Monopolists must also take into account the power of consumers to substitute one good for another. Usually as the price of a good rises, those consumers who are on or near the margin cast about for a substitute, since it is but a question of time, if prices continue upward, until their demand for that particular good will be nothing more than a desire; that is, their demand will have lost its effectiveness. Examples of the substitution of one good for another because of a rise in price are numerous and easily found, particularly in the matter of food and clothing. Who has not seen a substitute for butter, for eggs, for leather, or for furs? The first year of the Great War taught Americans more about substitutes than they had ever known before. Until that time millions of people were scarcely more than on speaking terms with bread made of corn meal, few knew the possibility of molasses for sweetening purposes, while scarcely one had ever dreamed that honey could be made from milk. Aside from government requirement, the chief cause for these substitutions was high prices, and here, as is always the case, "necessity was the mother of invention."

Substitution and competition as checks on monopolies cannot be entirely divorced.

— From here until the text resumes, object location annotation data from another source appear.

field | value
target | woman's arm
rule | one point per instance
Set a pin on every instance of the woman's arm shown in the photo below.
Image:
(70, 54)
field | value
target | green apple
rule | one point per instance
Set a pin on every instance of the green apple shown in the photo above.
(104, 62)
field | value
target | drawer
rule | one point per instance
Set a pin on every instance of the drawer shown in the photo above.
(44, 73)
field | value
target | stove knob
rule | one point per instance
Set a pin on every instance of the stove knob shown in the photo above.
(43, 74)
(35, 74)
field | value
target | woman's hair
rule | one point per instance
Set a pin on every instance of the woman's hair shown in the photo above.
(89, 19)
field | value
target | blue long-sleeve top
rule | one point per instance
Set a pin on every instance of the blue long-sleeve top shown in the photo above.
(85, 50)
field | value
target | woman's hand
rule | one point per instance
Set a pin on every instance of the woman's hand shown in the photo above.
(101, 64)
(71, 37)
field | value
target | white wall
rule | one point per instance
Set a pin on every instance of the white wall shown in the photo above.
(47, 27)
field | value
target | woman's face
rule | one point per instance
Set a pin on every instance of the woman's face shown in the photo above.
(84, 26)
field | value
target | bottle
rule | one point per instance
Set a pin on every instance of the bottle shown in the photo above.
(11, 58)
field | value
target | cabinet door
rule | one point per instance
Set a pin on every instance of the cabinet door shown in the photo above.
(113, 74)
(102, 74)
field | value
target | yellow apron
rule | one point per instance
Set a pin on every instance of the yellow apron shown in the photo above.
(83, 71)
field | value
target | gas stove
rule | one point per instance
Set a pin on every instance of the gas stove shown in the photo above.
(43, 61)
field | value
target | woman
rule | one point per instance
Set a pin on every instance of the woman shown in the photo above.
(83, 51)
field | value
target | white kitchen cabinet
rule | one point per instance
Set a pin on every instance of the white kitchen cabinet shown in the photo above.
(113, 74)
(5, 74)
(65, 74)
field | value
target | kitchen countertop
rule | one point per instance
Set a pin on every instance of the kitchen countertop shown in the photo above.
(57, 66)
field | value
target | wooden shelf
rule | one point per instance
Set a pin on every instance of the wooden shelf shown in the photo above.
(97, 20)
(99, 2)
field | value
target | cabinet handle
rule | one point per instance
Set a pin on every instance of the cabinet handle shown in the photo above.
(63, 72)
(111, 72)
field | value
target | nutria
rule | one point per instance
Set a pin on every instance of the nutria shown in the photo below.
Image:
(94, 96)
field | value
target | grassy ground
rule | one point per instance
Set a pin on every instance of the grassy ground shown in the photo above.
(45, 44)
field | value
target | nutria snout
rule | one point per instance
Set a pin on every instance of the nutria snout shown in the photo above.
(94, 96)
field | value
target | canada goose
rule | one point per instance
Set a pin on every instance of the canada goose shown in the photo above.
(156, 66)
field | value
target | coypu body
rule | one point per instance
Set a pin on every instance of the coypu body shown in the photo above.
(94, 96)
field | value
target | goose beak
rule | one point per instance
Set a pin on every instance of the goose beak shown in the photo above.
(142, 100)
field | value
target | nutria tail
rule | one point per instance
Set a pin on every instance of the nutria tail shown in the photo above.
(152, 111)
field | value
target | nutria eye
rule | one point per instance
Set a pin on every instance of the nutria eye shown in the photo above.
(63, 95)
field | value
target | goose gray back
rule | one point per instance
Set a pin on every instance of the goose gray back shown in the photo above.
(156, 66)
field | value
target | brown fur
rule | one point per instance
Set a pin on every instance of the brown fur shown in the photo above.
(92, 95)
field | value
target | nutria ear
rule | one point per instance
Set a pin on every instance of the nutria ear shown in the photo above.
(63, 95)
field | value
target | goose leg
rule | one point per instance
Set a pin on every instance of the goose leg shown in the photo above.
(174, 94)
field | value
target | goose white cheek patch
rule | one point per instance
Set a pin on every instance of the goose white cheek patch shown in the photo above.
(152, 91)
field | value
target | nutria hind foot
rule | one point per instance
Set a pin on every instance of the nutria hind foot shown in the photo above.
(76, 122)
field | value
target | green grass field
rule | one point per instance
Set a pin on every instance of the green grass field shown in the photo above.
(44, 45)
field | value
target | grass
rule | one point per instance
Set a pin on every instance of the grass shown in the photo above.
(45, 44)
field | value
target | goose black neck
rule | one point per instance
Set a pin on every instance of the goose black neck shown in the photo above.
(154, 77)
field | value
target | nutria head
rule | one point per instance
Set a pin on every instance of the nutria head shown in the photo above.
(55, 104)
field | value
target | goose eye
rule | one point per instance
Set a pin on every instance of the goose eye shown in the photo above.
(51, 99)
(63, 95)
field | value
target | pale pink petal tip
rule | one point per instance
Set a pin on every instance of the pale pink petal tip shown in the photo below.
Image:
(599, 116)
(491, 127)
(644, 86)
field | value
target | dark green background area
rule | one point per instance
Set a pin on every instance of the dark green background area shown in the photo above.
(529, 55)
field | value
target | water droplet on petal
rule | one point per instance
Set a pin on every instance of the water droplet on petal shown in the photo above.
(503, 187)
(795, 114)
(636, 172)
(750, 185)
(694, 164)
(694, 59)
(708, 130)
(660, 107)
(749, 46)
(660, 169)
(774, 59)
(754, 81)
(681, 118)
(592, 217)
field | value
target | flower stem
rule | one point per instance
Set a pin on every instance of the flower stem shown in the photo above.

Independent enterprisers are eager, not only to attack the monopolist directly in his own field, but also to attack him indirectly by offering his customers substitutes. Thus, cement manufacturers, in so ar as their product is a substitute for iron and steel, compete just as truly with the steel trust as does the Bethlehem company; and they in turn must meet the competition of manufacturers of artificial plaster board. The methods adopted by manufacturers of substitute goods to push their product are significant. The maker of an egg substitute, for example, is not content to declare that his product is equal in every respect to fresh eggs. He goes further, by placing in the hands of housewives all sorts of cooking recipes in which the egg substitute can be used to advantage.